DeepRAG: Thinking to Retrieval Step by Step for Large Language Models

Imagine you’re planning a road trip and ask your digital assistant, What’s the fastest route to the mountains right now? Without real-time information, it suggests a highway based on outdated traffic patterns, leaving you stuck in a detour. But with live traffic updates, it would have detected the closure and guided you through a quicker scenic route. This highlights a core limitation of large language models (LLMs): their reliance on static, pre-trained knowledge often leads to outdated or incomplete answers.Retrieval-augmented generation (RAG) addresses this by combining LLMs with external knowledge sources like databases or search engines. Rather than relying only on stored knowledge, RAG retrieves relevant information and incorporates it into the model’s response. This is useful for answering questions about recent events or specialized topics. However, traditional RAG systems are far from perfect. They often retrieve irrelevant information, miss crucial details, or waste resources on unnecessary lookups.DeepRAG, introduced in the paper DeepRAG: Thinking to Retrieval Step by Step for Large Language Models, solves these issues with a more adaptive approach. Instead of treating retrieval as a single step, it breaks complex questions into smaller subqueries and decides at each stage whether to rely on internal knowledge or fetch external data. Techniques like binary tree search, which explores different answer paths, and imitation learning, where the model is trained using expert examples, help DeepRAG retrieve only what is necessary. This step-by-step approach reduces wasted searches and improves answer accuracy.In this article, we’ll explore how DeepRAG works, unpack its key components, and show how vector databases like Milvus and Zilliz Cloud can further enhance its retrieval capabilities.

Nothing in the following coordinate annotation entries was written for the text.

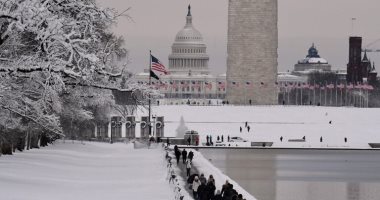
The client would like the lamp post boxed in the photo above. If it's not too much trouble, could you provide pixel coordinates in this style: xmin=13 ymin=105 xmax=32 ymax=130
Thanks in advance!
xmin=110 ymin=120 xmax=116 ymax=144
xmin=152 ymin=115 xmax=157 ymax=141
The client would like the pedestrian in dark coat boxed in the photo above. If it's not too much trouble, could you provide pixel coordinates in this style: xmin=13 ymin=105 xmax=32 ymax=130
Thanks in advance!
xmin=192 ymin=176 xmax=201 ymax=199
xmin=199 ymin=173 xmax=207 ymax=185
xmin=182 ymin=149 xmax=187 ymax=164
xmin=220 ymin=180 xmax=230 ymax=195
xmin=187 ymin=150 xmax=194 ymax=162
xmin=206 ymin=175 xmax=216 ymax=199
xmin=174 ymin=149 xmax=181 ymax=164
xmin=198 ymin=181 xmax=207 ymax=200
xmin=186 ymin=160 xmax=191 ymax=177
xmin=211 ymin=190 xmax=223 ymax=200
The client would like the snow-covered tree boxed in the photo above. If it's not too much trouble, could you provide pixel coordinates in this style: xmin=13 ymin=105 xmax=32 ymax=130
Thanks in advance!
xmin=0 ymin=0 xmax=155 ymax=148
xmin=176 ymin=116 xmax=189 ymax=138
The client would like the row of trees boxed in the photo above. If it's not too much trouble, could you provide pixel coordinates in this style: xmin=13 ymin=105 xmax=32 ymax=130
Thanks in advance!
xmin=0 ymin=0 xmax=154 ymax=153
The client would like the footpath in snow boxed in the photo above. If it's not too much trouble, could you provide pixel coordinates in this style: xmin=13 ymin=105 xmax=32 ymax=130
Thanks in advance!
xmin=170 ymin=145 xmax=256 ymax=200
xmin=0 ymin=141 xmax=174 ymax=200
xmin=137 ymin=105 xmax=380 ymax=149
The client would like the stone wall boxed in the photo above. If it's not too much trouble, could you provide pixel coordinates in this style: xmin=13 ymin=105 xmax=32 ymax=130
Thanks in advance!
xmin=227 ymin=0 xmax=278 ymax=105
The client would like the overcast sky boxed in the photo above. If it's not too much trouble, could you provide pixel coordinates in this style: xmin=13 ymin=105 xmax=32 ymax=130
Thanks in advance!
xmin=98 ymin=0 xmax=380 ymax=74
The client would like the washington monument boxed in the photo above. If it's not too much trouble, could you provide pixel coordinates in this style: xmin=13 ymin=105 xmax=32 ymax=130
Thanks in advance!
xmin=227 ymin=0 xmax=278 ymax=105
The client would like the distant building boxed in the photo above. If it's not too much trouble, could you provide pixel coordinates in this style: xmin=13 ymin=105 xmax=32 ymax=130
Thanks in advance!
xmin=136 ymin=5 xmax=226 ymax=99
xmin=226 ymin=0 xmax=278 ymax=105
xmin=346 ymin=37 xmax=377 ymax=84
xmin=294 ymin=43 xmax=331 ymax=72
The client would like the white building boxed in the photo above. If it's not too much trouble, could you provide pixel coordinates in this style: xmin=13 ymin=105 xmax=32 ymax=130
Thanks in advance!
xmin=136 ymin=5 xmax=226 ymax=99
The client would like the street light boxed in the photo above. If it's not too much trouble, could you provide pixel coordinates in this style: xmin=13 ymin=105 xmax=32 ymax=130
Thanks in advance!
xmin=152 ymin=115 xmax=157 ymax=140
xmin=110 ymin=120 xmax=117 ymax=144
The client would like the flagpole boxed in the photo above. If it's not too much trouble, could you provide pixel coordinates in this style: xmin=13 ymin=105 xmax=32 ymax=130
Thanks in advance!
xmin=148 ymin=50 xmax=152 ymax=138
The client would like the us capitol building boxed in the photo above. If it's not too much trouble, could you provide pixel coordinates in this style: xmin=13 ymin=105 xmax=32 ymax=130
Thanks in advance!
xmin=135 ymin=6 xmax=227 ymax=99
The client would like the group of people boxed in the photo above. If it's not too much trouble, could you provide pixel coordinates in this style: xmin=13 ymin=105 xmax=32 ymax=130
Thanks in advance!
xmin=174 ymin=145 xmax=194 ymax=177
xmin=192 ymin=174 xmax=248 ymax=200
xmin=240 ymin=122 xmax=251 ymax=133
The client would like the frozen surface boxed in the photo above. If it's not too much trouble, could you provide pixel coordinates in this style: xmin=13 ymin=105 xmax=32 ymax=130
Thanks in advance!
xmin=0 ymin=141 xmax=174 ymax=200
xmin=137 ymin=105 xmax=380 ymax=148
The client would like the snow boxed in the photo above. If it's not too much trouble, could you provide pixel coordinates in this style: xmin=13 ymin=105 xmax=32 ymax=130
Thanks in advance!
xmin=0 ymin=141 xmax=174 ymax=200
xmin=193 ymin=151 xmax=255 ymax=200
xmin=141 ymin=105 xmax=380 ymax=149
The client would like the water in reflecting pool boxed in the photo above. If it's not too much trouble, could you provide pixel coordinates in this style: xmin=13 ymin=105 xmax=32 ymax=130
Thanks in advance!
xmin=199 ymin=149 xmax=380 ymax=200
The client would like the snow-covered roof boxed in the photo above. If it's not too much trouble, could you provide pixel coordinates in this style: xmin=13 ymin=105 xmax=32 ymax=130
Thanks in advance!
xmin=298 ymin=58 xmax=328 ymax=64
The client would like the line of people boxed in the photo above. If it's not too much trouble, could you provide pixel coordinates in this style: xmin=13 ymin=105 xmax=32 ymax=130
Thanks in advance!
xmin=191 ymin=173 xmax=244 ymax=200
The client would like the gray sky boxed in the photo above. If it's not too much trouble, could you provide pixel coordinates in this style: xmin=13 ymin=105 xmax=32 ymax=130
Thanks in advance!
xmin=98 ymin=0 xmax=380 ymax=74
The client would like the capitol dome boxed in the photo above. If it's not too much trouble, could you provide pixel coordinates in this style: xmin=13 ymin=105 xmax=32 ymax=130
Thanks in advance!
xmin=298 ymin=43 xmax=328 ymax=64
xmin=169 ymin=5 xmax=209 ymax=75
xmin=294 ymin=43 xmax=331 ymax=71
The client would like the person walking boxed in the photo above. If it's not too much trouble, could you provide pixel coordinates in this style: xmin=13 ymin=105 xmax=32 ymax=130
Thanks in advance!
xmin=174 ymin=149 xmax=181 ymax=165
xmin=186 ymin=160 xmax=191 ymax=177
xmin=199 ymin=173 xmax=207 ymax=185
xmin=187 ymin=150 xmax=194 ymax=162
xmin=192 ymin=176 xmax=201 ymax=199
xmin=182 ymin=149 xmax=187 ymax=164
xmin=206 ymin=175 xmax=216 ymax=200
xmin=198 ymin=181 xmax=207 ymax=200
xmin=211 ymin=190 xmax=223 ymax=200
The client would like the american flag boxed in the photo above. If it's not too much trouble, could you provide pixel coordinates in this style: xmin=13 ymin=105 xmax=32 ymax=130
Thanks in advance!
xmin=336 ymin=83 xmax=344 ymax=89
xmin=151 ymin=55 xmax=169 ymax=75
xmin=205 ymin=82 xmax=212 ymax=90
xmin=218 ymin=81 xmax=226 ymax=89
xmin=326 ymin=84 xmax=335 ymax=89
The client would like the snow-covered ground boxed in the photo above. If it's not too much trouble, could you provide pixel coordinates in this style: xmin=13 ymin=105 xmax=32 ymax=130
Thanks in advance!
xmin=0 ymin=141 xmax=174 ymax=200
xmin=137 ymin=105 xmax=380 ymax=148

The Shortcomings of Static Knowledge and Naive Retrieval
While large language models (LLMs) excel at generating coherent responses, they fall short when queries demand current, specific, or deeply contextual knowledge. This is because their knowledge is based on static datasets collected during training, which limits their ability to answer questions that require real-time or specialized information. Once training is complete, their knowledge is frozen, making them unreliable for queries that demand timeliness, specificity, or dynamic context.

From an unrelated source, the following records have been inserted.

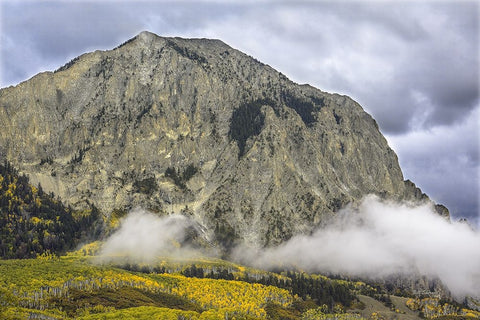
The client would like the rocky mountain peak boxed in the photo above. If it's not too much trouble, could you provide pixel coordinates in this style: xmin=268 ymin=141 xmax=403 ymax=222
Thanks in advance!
xmin=0 ymin=31 xmax=446 ymax=246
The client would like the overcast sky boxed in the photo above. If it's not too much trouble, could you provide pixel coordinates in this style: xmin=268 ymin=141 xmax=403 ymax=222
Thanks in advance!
xmin=0 ymin=0 xmax=480 ymax=225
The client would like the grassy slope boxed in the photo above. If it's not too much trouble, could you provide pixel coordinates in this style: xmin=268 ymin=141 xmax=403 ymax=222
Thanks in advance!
xmin=0 ymin=245 xmax=480 ymax=320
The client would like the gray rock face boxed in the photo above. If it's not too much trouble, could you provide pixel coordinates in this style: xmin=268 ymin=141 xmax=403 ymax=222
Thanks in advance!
xmin=0 ymin=32 xmax=448 ymax=246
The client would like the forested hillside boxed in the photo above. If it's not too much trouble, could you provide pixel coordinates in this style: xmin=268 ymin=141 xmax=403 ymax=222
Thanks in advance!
xmin=0 ymin=162 xmax=99 ymax=258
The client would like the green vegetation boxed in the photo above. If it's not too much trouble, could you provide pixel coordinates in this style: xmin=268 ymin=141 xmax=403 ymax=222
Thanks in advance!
xmin=0 ymin=248 xmax=480 ymax=320
xmin=282 ymin=91 xmax=324 ymax=126
xmin=228 ymin=99 xmax=273 ymax=158
xmin=133 ymin=177 xmax=158 ymax=195
xmin=0 ymin=162 xmax=99 ymax=258
xmin=165 ymin=164 xmax=198 ymax=189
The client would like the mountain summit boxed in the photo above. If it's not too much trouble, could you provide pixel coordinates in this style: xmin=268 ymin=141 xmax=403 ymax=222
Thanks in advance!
xmin=0 ymin=32 xmax=448 ymax=246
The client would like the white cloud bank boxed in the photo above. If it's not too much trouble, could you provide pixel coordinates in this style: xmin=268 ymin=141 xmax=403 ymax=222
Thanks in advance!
xmin=237 ymin=197 xmax=480 ymax=297
xmin=100 ymin=209 xmax=199 ymax=263
xmin=101 ymin=197 xmax=480 ymax=298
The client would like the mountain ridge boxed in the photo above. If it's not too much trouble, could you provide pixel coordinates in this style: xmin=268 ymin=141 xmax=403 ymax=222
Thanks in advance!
xmin=0 ymin=32 xmax=448 ymax=246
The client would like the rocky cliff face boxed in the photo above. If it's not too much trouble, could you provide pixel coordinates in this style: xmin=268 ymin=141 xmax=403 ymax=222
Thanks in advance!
xmin=0 ymin=32 xmax=446 ymax=245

Timeliness: For topics like current events or live updates, LLMs provide outdated information. When asked, “Who won the World Cup this year?”, the model may answer based on past tournaments rather than the most recent results.

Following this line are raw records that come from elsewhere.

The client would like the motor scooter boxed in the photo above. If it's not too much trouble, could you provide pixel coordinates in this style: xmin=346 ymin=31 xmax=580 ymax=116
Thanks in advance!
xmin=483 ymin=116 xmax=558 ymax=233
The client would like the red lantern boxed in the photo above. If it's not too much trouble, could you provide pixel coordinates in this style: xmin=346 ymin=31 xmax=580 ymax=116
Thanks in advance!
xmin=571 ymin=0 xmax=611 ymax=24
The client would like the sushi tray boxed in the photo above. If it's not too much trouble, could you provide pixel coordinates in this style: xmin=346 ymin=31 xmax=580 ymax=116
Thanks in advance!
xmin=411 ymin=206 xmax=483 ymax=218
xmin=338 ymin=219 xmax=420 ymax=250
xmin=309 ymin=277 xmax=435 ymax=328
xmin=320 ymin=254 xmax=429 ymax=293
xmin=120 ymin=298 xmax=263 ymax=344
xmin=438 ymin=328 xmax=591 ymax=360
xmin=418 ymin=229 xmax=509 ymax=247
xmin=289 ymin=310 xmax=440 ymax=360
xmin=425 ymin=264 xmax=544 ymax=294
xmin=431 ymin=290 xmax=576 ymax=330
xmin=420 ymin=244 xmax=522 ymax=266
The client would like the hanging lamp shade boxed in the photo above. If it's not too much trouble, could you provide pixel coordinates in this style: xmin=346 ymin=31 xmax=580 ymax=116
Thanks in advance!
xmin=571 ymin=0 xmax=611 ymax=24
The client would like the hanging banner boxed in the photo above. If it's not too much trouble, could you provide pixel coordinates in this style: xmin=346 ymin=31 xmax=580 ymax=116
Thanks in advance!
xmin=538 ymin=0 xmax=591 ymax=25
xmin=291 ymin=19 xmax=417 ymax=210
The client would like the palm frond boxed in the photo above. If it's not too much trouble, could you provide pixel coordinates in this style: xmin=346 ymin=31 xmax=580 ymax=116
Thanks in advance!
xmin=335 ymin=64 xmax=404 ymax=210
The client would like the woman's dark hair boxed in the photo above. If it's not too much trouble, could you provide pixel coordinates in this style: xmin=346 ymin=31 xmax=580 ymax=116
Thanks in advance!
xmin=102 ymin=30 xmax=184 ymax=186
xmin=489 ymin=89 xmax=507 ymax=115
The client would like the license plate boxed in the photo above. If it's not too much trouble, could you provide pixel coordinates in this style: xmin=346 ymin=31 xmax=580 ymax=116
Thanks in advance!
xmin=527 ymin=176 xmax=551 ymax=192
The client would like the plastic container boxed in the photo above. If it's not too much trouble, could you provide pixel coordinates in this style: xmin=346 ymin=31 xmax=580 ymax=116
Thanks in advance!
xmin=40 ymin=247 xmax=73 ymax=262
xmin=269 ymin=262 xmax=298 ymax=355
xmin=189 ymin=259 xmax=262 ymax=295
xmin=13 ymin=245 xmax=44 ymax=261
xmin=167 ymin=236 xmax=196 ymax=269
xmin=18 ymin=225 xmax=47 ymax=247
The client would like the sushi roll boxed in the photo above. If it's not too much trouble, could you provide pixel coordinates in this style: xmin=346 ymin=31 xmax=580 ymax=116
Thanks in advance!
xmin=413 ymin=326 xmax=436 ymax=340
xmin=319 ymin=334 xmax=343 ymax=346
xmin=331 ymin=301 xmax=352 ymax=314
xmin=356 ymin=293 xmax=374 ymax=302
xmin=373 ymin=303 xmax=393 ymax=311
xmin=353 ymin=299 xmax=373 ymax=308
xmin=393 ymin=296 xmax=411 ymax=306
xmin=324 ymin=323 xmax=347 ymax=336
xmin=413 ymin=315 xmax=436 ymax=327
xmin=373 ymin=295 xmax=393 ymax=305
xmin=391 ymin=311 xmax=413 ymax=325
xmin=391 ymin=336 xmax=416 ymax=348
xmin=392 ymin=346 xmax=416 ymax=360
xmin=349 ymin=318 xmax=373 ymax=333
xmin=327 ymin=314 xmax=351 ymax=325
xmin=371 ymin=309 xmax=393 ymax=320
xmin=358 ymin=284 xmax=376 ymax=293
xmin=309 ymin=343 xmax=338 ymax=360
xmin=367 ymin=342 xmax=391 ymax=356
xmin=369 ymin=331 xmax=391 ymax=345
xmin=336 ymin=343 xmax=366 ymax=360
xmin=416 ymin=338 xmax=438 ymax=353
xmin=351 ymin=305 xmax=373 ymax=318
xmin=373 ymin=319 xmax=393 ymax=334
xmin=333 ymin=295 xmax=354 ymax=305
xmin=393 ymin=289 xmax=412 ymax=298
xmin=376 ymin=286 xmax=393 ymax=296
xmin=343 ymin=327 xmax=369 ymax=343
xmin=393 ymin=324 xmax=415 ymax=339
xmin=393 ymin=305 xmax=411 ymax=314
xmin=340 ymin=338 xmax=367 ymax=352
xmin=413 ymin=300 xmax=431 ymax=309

Specificity: LLMs often fail in niche domains like medicine, law, or technical standards, where up-to-date or highly specialized knowledge is critical. For example, a query about the latest FDA-approved treatments for Alzheimer’s disease may produce outdated recommendations.
Dynamic Context: Rapidly evolving information, such as stock prices, social media trends, or weather conditions, is beyond their reach. Without external updates, the model guesses rather than provides informed responses.
Retrieval-augmented generation (RAG) extends the capabilities of LLMs by pulling in external information from databases, search engines, or APIs before generating responses. However, traditional RAG systems introduce their own set of problems:
- Over-Retrieval: When RAG retrieves too many irrelevant documents, it floods the model with noise, making responses less accurate. For example, if asked, “What caused the 2023 Hawaii wildfires?”, a traditional RAG system might retrieve a range of articles about wildfire prevention or historical fires rather than the specific cause.
- Under-Retrieval: Poorly framed or overly broad queries can result in missing key details. Searching only for “Hawaii wildfire causes” might exclude official investigative reports that attribute the cause to downed power lines.
- Computational Waste: Retrieving and processing large volumes of unnecessary information increases response times and costs without improving the quality of the answer.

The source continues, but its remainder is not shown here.